The Commission’s investigation found that there were grounds to bring proceedings against Forsyth Barr Limited, Credit Agricole Corporate and Investment Bank, Credit Sail Limited and Calyon Hong Kong Limited. The Commission reached the view that Credit SaILS were marketed and sold in a way that may have misled investors under the Fair Trading Act.

The companies strongly disagreed with the Commission’s views and confirmed that any claim for breach of the Fair Trading Act would be strenuously defended. In the circumstances, the Commission decided that a better outcome for investors would be produced through the prompt creation of a voluntary scheme to compensate investors. That settlement scheme establishes a $60 million fund from which eligible investors will be substantially reimbursed.

“Eligible investors will receive around $850 for every $1000 they lost. The potential payments range from the smallest at $132 through to the largest single payment of $2.5 million,” said Dr Berry.

Others who stand to benefit from the pay out include charities and community organisations, who collectively will be returned $4.6 million.

The Commission is encouraging investors to think very carefully about the terms of the offer and take independent legal and financial advice. Under the terms of the settlement agreement investors who wish to accept the offer will be agreeing to release the companies and any other persons connected with the Credit SaILS investment from any on going legal liability. Investors who wish to accept the settlement payment cannot also take legal proceedings.

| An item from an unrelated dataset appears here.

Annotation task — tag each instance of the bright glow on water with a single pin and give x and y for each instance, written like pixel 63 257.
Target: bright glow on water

Investors who receive a letter in the post offering the payment can easily verify that the letter is genuine and not a scam by phoning the freephone number on the letter which is for Public Trust, who have been appointed to disburse the fund. That number is 0800 003 018

There is also further information on the Credit SaILS investigation and settlement on the Commission’s website at www.comcom/


Credit SaILS were sophisticated debt securities marketed and sold to the New Zealand public in 2006 with the prospect of 8.5% interest income and capital protection. $91.5 million was raised through the offer. Credit SaILS failed in 2008 and the notes are now virtually worthless. On the information available, the Commission estimates the total loss for those eligible for a share of the settlement fund is around $70 million.

The Commission has reached the view that Credit SaILS was marketed and sold in a way that is likely to have breached the Fair Trading Act, in that:

• the representations that Credit SaILS were ‘capital protected’ were misleading and deceptive • Credit SaILS were marketed to the average investor • Credit SaILS were highly complex and unsuitable for the average investor and the companies who marketed and sold Credit SaILS ought to have known that the product was unsuitable for the average investor.